We tried inheriting from the OnePerRequest behaviour / module, and adding the IRequiresSessionState marker interface (OnePerRequestRequiresSessionState). However, this was not enough as the method which NInject uses to release references and clean up gets hooked up to the EndRequest method. Session is available in EndRequest but it has already been serialized to the out of process state server so changing something now is not reflected when the session string is retrieved at the beginning of the next request. We then decided to change the even t to hook up to. We ditched EndRequest and hooked up our OnePerRequestRequiresSessionState "release all" method to the PostRequestHandlerExecute event, which is BEFORE the session data gets serialized out of process.
It works... then it doesn't...
This seemed to work. On a single server and on a web farm. Then we noticed weird behaviour. There seemed to be two different versions of the context and you would randomly switch between them. Add something to the cart, it's not there. Go to browse to another product and the previous product would show up in the cart.
After some tracing, we discovered the culprit: Response.Redirect. Sprinkled throughout the site in literally hundreds of places is Response.Redirect(url);. With this version of the redirect, the execution of the page is stopped immediately. This means that PostRequestHandlerExecute is not fired and the current version of the Context object is not thrown away by NInject... and everything falls apart. New versions are not created properly, etc. EndRequest is fired which is why the normal NInject OnePerRequest module works fine with it, just not our bastardized version that tries to use session state.

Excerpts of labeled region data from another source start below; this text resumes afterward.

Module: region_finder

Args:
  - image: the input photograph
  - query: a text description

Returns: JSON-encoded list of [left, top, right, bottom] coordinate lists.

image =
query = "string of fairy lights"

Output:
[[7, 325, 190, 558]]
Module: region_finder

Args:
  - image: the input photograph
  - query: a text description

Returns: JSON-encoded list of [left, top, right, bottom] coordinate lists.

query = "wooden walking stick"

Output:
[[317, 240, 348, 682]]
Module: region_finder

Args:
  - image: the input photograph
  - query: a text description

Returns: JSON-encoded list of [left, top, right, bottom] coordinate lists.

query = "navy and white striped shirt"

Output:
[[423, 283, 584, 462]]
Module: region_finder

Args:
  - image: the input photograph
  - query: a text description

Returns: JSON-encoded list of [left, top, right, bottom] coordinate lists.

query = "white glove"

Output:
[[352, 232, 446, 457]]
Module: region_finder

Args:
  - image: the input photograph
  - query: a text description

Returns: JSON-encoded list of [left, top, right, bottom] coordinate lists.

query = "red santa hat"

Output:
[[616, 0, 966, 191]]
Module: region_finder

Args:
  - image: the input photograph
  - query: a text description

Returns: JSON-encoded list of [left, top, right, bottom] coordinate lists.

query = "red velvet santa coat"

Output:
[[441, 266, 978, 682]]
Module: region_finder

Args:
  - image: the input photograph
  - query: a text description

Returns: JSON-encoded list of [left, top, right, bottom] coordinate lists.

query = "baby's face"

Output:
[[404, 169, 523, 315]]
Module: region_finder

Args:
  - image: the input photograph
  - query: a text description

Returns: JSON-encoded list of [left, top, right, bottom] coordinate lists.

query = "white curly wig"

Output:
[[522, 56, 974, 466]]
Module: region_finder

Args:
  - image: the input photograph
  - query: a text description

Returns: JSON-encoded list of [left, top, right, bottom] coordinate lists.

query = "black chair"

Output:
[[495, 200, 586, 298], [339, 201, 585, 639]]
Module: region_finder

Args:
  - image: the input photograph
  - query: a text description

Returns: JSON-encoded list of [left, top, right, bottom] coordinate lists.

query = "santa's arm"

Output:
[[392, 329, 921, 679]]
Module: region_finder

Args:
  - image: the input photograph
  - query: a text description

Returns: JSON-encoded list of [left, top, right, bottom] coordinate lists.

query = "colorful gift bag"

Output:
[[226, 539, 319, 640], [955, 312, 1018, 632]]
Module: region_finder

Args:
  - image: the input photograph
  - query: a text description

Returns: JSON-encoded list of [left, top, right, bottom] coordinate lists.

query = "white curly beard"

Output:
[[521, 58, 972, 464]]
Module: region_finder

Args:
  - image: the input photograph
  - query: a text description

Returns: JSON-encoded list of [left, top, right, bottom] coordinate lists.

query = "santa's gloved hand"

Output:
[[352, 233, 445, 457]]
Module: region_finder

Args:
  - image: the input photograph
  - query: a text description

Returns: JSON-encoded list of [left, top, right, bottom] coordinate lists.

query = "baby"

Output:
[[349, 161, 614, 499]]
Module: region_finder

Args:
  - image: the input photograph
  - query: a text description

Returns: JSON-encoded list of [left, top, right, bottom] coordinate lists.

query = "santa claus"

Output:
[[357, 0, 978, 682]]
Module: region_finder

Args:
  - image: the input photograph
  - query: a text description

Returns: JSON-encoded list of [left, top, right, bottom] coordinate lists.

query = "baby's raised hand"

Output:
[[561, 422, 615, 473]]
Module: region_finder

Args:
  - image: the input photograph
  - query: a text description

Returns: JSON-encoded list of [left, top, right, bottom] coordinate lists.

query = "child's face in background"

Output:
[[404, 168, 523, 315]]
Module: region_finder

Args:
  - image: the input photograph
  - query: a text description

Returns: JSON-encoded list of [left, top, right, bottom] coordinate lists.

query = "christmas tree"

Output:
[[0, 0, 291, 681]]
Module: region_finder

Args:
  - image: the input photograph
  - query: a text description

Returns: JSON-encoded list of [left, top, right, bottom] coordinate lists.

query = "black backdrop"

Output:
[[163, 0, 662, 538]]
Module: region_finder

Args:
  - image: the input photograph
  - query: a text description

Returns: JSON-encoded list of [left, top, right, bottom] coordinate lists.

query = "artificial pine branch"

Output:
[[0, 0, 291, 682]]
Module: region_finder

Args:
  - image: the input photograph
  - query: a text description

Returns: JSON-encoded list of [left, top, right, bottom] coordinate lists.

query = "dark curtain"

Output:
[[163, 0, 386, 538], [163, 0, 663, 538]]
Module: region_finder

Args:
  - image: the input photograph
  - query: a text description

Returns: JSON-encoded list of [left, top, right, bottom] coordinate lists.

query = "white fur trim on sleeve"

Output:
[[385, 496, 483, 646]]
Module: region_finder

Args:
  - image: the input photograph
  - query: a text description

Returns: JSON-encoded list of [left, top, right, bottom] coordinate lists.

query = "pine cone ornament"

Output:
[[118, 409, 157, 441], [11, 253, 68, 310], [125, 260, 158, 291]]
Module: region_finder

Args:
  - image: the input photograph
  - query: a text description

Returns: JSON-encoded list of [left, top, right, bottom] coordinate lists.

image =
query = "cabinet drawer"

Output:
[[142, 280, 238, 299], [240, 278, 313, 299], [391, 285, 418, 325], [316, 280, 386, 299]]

Of course, there is an override to Response.Redirect where you can pass a boolean value in to tell it whether to terminate the existing page or continue to execute - Response.Redirect(url,false). Continuing obviously fires our event and everything works but... it continues to execute the rest of the page! This means executing everything that comes after the call to Redirect and we have absolutely no idea what that means (since the existing site expects it to stop).
What next?
So, any suggestions on what to do? So far we've discussed :
- Abstracting our redirect behaviour and going through a central method that controls the redirect (perhaps hacking out a way to call the PostRequestHandlerExecute even t or maybe a custom Redirect event that our NInject module can also subscribe to and clean up).
- Seeing if there is a way we can force the Session object to save in EndRequest if it hasn't been saved previously in PostRequestHandlerExecute, and do the ninject clean up in EndRequest
- Remove our dependency on Session completely and use another storage mechanism: DB, document DB, distributed HashTable, etc. Any advice? Suggestions we haven't thought of? Things you've tried that have / haven't worked?